We seem to have a problem these days with bad behaviour. It seems Christians have taken the idea of not judging others to an extreme it was never intended to go. It results in Christians refusing to say that certain kinds of behaviour that are prohibited in scripture are wrong, on the grounds that we should not judge.
We need to appreciate what Jesus is talking about when he says we should not judge others. A judge is someone who can see bad behaviour in someone and who when the guilt is proven will pass sentence on them. So there is the establishment of guilt or innocence and the passing of sentence.
First, then there is the question of guilt. It is not our place to condemn someones behaviour on hearsay. Just as a Judge should presume innocence until guilt is proved, so should we. However, the establishment of guilt might be very obvious. Perhaps the person is caught in the act or freely admits their guilt.

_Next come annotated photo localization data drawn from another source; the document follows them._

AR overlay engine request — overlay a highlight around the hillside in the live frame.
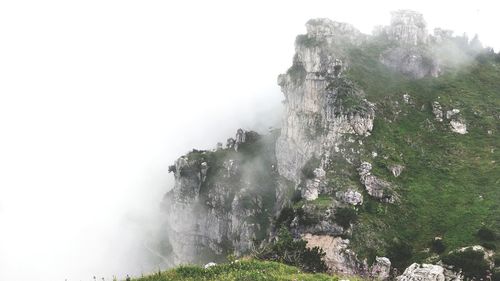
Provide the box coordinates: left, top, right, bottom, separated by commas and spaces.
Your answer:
132, 259, 349, 281
156, 10, 500, 281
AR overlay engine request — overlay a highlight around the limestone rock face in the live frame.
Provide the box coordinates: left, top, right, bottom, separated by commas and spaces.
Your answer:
302, 168, 326, 201
380, 46, 440, 79
305, 18, 366, 46
302, 233, 366, 275
161, 130, 280, 266
397, 263, 462, 281
276, 19, 374, 184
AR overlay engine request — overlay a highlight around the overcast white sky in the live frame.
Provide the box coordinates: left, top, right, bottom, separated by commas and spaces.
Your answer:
0, 1, 498, 281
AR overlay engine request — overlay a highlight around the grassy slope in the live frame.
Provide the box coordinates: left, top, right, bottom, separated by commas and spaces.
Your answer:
345, 42, 500, 265
132, 259, 349, 281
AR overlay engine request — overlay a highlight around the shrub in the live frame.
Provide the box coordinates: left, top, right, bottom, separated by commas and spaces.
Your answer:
334, 207, 358, 228
481, 242, 497, 250
430, 238, 446, 254
477, 226, 497, 241
257, 227, 327, 273
387, 240, 413, 270
493, 269, 500, 281
296, 208, 320, 226
442, 248, 490, 280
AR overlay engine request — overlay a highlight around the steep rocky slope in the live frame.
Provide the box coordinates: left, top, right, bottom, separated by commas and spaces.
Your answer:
159, 10, 500, 281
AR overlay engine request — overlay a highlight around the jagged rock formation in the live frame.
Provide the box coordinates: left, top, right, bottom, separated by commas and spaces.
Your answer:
276, 19, 374, 184
161, 130, 282, 265
377, 10, 439, 78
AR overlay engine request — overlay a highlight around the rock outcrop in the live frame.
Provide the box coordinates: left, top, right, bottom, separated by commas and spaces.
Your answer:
337, 189, 363, 205
158, 10, 491, 276
358, 162, 394, 202
397, 263, 462, 281
378, 10, 440, 79
371, 257, 392, 280
161, 130, 281, 265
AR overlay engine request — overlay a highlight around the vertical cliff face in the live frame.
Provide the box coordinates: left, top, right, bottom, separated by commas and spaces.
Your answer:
276, 18, 375, 185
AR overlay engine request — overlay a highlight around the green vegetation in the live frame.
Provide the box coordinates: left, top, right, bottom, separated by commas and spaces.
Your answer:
257, 227, 328, 273
311, 195, 334, 209
326, 77, 371, 115
131, 259, 346, 281
386, 240, 413, 270
430, 238, 446, 254
334, 207, 358, 228
342, 41, 500, 269
442, 248, 490, 279
477, 226, 498, 241
296, 34, 323, 48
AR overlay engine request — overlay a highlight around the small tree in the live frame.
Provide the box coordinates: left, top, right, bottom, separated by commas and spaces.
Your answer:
335, 207, 358, 228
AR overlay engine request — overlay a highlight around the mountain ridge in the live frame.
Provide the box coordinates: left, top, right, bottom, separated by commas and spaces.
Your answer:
157, 10, 499, 281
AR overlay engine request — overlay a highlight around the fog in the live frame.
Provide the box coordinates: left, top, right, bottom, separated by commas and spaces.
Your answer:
0, 1, 498, 280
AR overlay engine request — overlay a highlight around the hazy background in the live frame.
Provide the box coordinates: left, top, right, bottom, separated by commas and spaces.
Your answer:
0, 1, 498, 280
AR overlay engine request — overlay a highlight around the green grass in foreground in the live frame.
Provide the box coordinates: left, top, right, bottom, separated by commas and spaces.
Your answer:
132, 259, 355, 281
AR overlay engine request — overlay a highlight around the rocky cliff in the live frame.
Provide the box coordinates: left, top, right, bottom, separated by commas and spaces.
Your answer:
159, 10, 499, 281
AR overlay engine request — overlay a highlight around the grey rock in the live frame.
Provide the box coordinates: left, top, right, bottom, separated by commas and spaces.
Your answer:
235, 128, 246, 151
226, 138, 235, 149
337, 189, 363, 205
432, 102, 444, 122
381, 46, 439, 79
445, 109, 460, 119
216, 142, 223, 150
378, 10, 440, 79
387, 10, 429, 46
302, 168, 326, 201
403, 93, 412, 104
450, 119, 467, 134
358, 162, 394, 202
371, 257, 392, 280
204, 262, 217, 269
397, 263, 462, 281
389, 164, 405, 177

We might look to the story of the woman caught in adultery (John 8) to see this in action. In the story, Jesus is consulted after a woman is caught committing adultery and without denying it (presumably she is aware she has been caught). The guilt is established so what happens next has nothing to do with the establishing of the guilt. Jesus does not attack anyone for saying the woman committed adultery, he does not defend her actions. At the end he says do not do it again.
What happens next is key. The crowd is going to sentence the woman to stoning. This is where Jesus steps in. Let whoever is without sin cast the first stone.
Surely, this is what Jesus means when he says we should not judge. That is we should not pass sentence.
God makes it clear that he will bring justice.
Now, this does not mean that within a society it would be wrong to have courts of law etc where felons can be sentenced. For the sake of society we must have a system of keeping the law – otherwise we might as well not have them. Laws are important for society to work – of course. That is a topic for another day, perhaps.
But for us as an individual it is wrong for us to pass sentence on someone. We should understand that we are all guilty of something – even if it is just bad thinking – and so cannot pass sentence on an individual.
So then, we can – and should – point out when people do not behave according to God’s standards. But we should do it in a way to reform them not to punish them. Jesus goes to the trouble of explaining how a church can do this (see Matthew 18). Of course, this is how to deal with a believer but I think it makes the point that bad behaviour should not be ignored on the grounds of not judging.
So if someone is behaving badly we do have the right – indeed the responsibility to point it out and do something about it.
Now, this does not mean naming and shaming or saying look at how bad you are and how good I am (that is passing sentence and arrogance).
So if, say, a politician is living an immoral lifestyle we are within our rights as Christians to point this out. In my opinion. As long as we understand that in doing so we are also sinful people and in need to grace, to ignore bad behaviour is to allow it to continue.